World Mayors Council on Climate Change
- Company type: Strategic Alliance
- Founded: 2005, Kyoto, Japan
- Headquarters: Kaiser-Friedrich-Str. 7, 53113 Bonn, Germany
- Website: www.worldmayorscouncil.org

= World Mayors Council on Climate Change =

The World Mayors Council on Climate Change (WMCCC) is an alliance of mayors who have made a commitment to the protection of climate change.
Since 2012, the Chair is Park Won-soon, Mayor of Seoul, South Korea. The Vice-Chair is Juergen Nimptsch, Mayor of Bonn, Germany.

== History ==
The WMCCC was created in 2005 by Yorikane Masumoto, mayor of Kyoto (Japan). The First Chair was Yorikane Masumoto. Baerbel Dieckmann, mayor of Bonn (Germany) was Chair until 2009.

== Advocacy ==
The aim of the WMCCC is "an enhanced recognition and involvement of Mayors in multilateral efforts addressing climate change and related issues of global sustainability".
Since its creation it participates to the international negotiations on climate change (UNFCCC) as an observer organization.
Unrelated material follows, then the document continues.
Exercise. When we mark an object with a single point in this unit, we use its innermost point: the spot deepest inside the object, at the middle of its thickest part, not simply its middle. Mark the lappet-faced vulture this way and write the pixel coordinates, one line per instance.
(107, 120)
Its Chair or members often addresses the plenary of the Conference of Parties such as Baerbel Dieckman in 2007.

=== Leadership ===
The World Mayors Council on Climate Change is recognized as one of the major body of mayors leading the way toward low-carbon development.

== Link with ICLEI - Local Governments for Sustainability ==
Since its creation, the World Mayors Council on Climate Change is supported by ICLEI which is acting as its Secretariat and facilitating the participation of its members to the UN climate negotiations.

== Members ==
There are around 50 members to the WMCCC.